NEWS

Athens’s first office building set to come out of retirement

The decrepit Triandafyllakos Mansion at 15 Lykourgou Street, which was for many years at best invisible, at worst an eyesore, has now been given a new lease on life following a decision by the Unification of Athens Archaeological Sites (EAXA) to make it its headquarters. The building was in fact the first office building built in Athens, part of a move to modernize the city’s planning and architecture, according to Assistant Professor Eleni Fessa-Emmanouil of Athens University in her «Essays on Modern Greek Architecture.» «The property on Lykourgou Street belonged to the first generation of office and shop buildings that emerged as part of the city’s rapid development after the Asia Minor catastrophe.

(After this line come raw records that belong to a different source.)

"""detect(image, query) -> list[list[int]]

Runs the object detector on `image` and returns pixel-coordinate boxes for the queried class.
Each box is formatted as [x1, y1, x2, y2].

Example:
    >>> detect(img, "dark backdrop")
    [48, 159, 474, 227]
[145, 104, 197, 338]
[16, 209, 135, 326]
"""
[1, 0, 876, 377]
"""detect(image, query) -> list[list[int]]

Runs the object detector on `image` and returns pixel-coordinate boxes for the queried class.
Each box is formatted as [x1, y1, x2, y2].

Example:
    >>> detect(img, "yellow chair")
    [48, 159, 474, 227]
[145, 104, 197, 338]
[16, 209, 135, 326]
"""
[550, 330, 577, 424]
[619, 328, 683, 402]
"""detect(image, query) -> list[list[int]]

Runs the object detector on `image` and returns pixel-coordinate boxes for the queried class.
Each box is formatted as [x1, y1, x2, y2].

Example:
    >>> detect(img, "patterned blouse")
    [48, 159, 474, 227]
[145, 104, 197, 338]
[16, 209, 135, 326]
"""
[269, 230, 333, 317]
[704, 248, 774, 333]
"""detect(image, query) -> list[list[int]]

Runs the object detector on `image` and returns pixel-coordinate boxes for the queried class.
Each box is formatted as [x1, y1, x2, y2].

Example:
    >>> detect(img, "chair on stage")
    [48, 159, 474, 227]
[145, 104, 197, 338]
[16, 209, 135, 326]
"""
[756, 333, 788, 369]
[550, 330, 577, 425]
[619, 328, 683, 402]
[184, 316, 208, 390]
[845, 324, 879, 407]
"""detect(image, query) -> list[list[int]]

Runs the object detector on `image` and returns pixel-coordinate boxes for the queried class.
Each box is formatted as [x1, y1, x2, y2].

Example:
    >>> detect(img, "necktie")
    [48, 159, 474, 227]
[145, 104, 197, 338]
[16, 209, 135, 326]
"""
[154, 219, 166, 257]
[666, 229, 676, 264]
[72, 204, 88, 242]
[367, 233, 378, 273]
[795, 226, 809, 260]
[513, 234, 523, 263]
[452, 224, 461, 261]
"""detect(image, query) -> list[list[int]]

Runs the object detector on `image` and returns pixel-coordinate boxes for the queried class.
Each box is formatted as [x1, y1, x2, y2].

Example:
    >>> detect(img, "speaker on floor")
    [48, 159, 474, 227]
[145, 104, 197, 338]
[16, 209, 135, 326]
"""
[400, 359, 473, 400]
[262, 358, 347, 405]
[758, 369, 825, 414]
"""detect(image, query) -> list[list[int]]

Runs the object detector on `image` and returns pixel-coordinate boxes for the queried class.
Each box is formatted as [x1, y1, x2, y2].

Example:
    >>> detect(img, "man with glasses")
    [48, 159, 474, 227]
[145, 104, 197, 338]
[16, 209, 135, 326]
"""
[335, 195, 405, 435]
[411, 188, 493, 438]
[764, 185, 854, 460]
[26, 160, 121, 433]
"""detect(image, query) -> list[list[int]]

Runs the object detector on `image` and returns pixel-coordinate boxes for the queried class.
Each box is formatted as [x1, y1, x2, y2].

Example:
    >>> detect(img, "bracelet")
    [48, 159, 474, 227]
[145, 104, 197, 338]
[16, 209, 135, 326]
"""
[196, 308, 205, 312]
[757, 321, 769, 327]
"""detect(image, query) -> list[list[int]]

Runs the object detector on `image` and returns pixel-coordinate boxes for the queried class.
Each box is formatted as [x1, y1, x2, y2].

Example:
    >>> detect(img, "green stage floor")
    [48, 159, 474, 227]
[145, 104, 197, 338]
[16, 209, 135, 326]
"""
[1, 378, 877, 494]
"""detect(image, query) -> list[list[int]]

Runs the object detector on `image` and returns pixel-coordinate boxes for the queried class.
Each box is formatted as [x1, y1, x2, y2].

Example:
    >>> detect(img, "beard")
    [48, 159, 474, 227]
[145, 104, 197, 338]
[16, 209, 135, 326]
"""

It was, for its time, a brave private investment in a relatively new type of building: the French ‘immeuble de rapport,’ designed to accommodate shops on the ground floor and offices above.» According to Fessa-Emmanouil’s research, the building’s founder, the politician, landowner and investor Nikoalos Triandafyllakos (1855-1939), who was prime minister after the collapse of the Asia Minor campaign in 1922, commissioned the design from architect Dimitrios A. Fotiadis (1984-1974). Born in Istanbul, Fotiadis was, along with Costas Kitsikis (1892-1969), one of the main arbiters of the Europeanization of Athenian urban housing, designing mostly individual homes but also office blocks, banks and hotels. The mansion on Lykourgou Street was built in two phases. Construction of the first section, on the corner of Cleisthenous and Lykourgou streets, began in 1924, and the extension toward Socratous Street five years later. As with many of the buildings going up at that time, the Triandafyllakos building reflects the transition from one period to another. The classical style of the divisions on the facade coexists with art deco elements, a precursor to modernism. Apart from its undoubted aesthetic value, the restoration of the Triandafyllakos mansion reminds us of the contribution to Athens by a distinguished architect, somewhat underestimated due to a fixation on neoclassicism and the persistent search for a much-touted «Greekness,» with the attendant marginalization of urban architecture that kept channels of communication open with the rest of Europe in the interwar period.